The trouble is that if you go in for a contract culture in charities, you reach the situation that I encountered in a prison. Dedicated volunteers were working with young offenders on a contract that they had secured, which was to get young offenders into jobs. They discovered that for some of the young offenders to go straight into a job at that stage of their life was the last thing that they needed. They needed to develop their sense of social responsibility, their self- confidence and the rest before they could make a serious contribution in the employment market outside. The volunteers wanted to be able to think of things that were appropriate but they were told in words of almost one syllable, “Your contract is to get these people into jobs. That is how you will be measured. If you spend time counselling people you will lose the contract because that is not what it is about”. That is the trouble with getting too involved in the contract culture and the concept that you are in a charity that is just an extension of public administration of public service. The rigorous independence of charities is what really matters.
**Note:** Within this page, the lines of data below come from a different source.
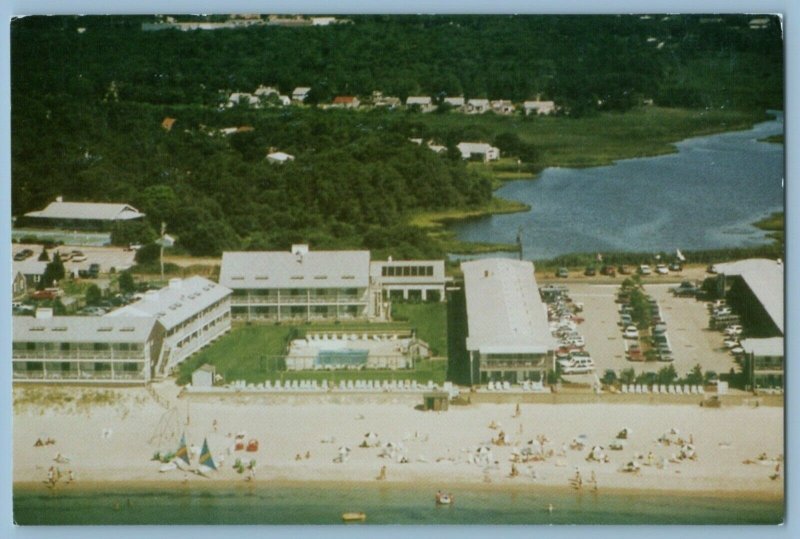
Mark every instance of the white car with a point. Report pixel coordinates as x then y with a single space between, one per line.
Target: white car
630 332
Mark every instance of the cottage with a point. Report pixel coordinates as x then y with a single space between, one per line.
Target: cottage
478 150
508 335
279 158
478 106
539 108
423 103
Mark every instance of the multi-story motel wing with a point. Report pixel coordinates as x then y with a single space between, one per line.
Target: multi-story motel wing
301 285
84 349
193 312
508 334
409 279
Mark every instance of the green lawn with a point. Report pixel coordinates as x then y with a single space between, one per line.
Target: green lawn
430 321
255 353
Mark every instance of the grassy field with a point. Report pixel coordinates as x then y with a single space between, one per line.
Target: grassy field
255 353
430 321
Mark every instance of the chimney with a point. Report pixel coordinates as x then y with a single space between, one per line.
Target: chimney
44 313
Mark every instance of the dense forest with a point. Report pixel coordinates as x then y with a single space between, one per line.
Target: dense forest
88 106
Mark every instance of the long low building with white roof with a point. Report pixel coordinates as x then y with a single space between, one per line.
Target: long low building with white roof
508 336
300 285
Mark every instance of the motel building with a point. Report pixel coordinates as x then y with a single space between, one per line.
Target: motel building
84 349
422 280
300 285
193 313
508 337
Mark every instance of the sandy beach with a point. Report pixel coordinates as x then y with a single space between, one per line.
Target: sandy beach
112 439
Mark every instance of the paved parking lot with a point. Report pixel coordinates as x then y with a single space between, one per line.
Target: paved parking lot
687 328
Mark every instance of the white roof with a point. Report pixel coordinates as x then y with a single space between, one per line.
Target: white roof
82 329
87 210
765 278
175 303
418 100
474 147
30 267
764 347
283 269
504 311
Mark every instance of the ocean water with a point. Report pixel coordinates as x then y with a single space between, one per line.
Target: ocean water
705 196
385 504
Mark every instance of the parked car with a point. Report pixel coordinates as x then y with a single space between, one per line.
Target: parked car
630 332
23 255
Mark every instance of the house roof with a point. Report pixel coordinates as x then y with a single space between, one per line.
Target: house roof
764 347
30 267
175 303
100 211
283 269
82 329
505 313
765 279
474 147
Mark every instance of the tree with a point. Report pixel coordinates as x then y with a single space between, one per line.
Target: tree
53 272
126 283
93 295
148 254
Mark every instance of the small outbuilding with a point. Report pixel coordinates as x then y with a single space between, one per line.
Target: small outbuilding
437 401
204 376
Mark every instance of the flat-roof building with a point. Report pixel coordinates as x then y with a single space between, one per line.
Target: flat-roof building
193 313
508 336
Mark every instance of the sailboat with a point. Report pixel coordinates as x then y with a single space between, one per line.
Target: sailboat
206 463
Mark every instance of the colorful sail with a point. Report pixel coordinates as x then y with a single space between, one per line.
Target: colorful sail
182 452
205 457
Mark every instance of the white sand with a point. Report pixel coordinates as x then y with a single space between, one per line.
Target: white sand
287 426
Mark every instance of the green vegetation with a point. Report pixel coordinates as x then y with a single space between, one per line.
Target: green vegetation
775 139
87 112
428 319
255 353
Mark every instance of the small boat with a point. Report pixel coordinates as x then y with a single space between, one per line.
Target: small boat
444 499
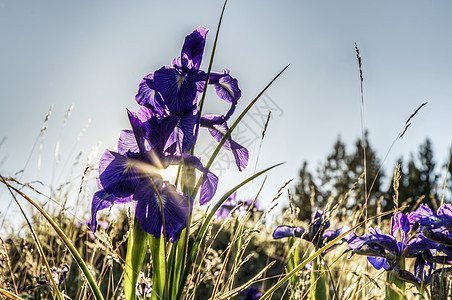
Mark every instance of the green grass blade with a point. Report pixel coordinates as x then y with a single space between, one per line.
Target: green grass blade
201 102
292 273
81 263
229 132
205 224
239 118
136 251
157 247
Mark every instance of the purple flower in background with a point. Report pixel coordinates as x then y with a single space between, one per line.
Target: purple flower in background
438 222
233 205
315 234
251 293
173 91
224 210
144 286
131 174
385 250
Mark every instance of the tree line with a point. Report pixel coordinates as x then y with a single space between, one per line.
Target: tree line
420 181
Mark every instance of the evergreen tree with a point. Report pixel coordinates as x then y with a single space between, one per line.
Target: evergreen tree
373 177
334 175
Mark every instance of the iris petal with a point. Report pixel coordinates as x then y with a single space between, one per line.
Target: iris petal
283 231
175 206
127 143
193 48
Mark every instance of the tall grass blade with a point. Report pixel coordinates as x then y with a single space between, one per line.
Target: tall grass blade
205 224
292 273
38 245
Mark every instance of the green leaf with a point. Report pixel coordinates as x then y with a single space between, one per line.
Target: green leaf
205 224
318 283
136 251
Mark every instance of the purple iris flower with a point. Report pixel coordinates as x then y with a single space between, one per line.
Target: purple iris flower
315 234
251 293
131 174
437 222
383 250
225 209
173 91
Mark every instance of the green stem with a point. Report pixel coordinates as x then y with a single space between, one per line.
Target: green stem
395 288
318 283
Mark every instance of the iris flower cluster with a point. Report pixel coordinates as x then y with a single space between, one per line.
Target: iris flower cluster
163 130
427 246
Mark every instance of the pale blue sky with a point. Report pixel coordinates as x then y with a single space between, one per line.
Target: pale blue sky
94 54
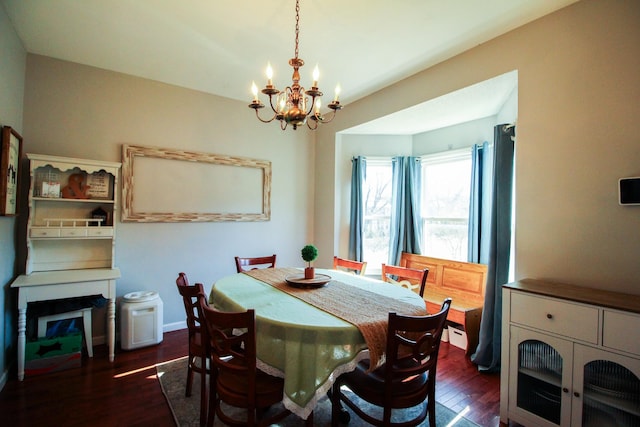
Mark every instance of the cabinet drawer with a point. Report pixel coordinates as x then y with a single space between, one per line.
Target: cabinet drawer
621 331
45 232
560 317
100 232
73 232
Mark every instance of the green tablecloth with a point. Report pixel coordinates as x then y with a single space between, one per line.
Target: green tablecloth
305 345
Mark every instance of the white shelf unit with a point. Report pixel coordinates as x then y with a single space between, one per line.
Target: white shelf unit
570 356
61 233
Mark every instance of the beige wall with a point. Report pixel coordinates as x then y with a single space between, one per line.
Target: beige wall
12 67
578 132
79 111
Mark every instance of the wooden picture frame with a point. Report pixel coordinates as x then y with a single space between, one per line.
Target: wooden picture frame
165 185
10 157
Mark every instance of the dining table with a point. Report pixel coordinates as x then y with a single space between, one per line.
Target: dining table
310 332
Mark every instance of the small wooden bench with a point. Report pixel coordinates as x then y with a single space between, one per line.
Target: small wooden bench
464 282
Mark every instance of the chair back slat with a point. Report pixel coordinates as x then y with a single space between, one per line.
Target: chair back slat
410 278
414 342
357 267
244 264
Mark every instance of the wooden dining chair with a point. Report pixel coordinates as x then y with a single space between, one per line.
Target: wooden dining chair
193 298
239 383
244 264
357 267
406 379
410 278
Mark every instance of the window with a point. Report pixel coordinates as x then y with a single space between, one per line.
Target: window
376 196
446 181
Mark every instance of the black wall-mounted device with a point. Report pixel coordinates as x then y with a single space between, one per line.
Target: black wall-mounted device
629 191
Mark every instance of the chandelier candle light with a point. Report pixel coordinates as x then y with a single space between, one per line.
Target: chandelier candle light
292 105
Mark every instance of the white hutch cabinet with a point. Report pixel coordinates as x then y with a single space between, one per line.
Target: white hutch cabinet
570 356
71 232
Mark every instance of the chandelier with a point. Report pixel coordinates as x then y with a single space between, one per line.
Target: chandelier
292 105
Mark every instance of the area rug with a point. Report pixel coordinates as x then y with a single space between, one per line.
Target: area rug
186 410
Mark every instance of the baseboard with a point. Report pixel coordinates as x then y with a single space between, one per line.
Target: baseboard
176 326
4 379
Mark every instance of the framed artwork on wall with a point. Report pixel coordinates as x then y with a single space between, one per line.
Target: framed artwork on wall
188 186
10 156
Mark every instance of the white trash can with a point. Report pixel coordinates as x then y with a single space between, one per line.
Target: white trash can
140 320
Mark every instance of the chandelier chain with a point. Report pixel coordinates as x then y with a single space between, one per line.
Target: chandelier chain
297 26
295 105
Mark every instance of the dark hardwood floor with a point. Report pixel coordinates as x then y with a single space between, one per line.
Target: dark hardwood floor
127 393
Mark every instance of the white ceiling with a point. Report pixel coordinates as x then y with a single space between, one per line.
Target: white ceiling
221 46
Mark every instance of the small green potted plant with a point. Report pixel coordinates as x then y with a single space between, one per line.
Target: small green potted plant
309 253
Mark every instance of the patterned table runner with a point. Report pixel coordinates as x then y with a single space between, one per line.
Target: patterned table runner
368 311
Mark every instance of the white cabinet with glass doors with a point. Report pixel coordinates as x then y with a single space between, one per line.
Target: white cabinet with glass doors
568 360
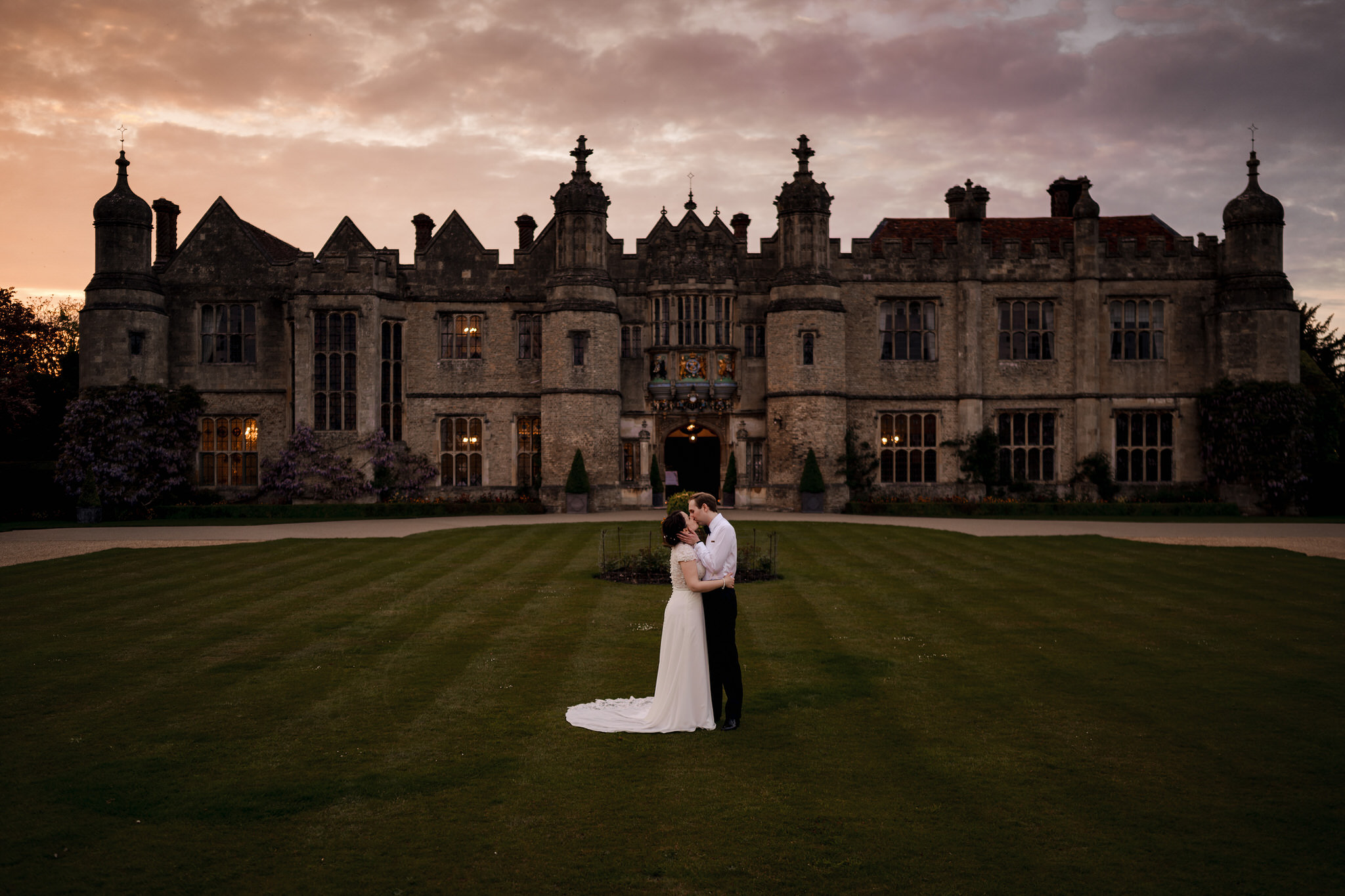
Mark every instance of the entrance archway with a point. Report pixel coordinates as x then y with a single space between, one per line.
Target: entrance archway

Forgive me for giving another example but obviously, because of the kind of life I have lived, I have many vivid examples. I was in Mozambique in the 1980s in the middle of that vicious war. I got to my destination only by relief aeroplane because the fighting on the ground was so serious. When I emerged there was a great crowd of people in a vast space; I can hear them murmuring now. Many had lost absolutely everything; some were naked. I talked to one family who had walked for days to get there. They had seen their seven year-old child chopped to death, thrown into their house and burned with the house. It was a horrible, vicious situation. But what really impressed me and left its indelible mark on me was the feeling of anger that came over me as I looked at the situation. I asked, “Why are these people in this situation?”.
If we are serious about the contribution of the voluntary sector and serious about taking an imaginative approach to charities and their work, more and more people should be enabled to engage in the social realities of the world in which we live and in the social realities of our own and international society. Having learnt from that engagement and that experience, they must be able to speak out with the authority that they have to inform the debate and to make something of accountability in our democratic system. Are we getting the right policies, and if not, why not? In the end, it is a matter of avoiding the temptation to go down what will be the plughole of civilisation by confusing consumerism and citizenship. If the voluntary sector has anything to contribute, it is to be making a healthy, vigorous society of informed citizens.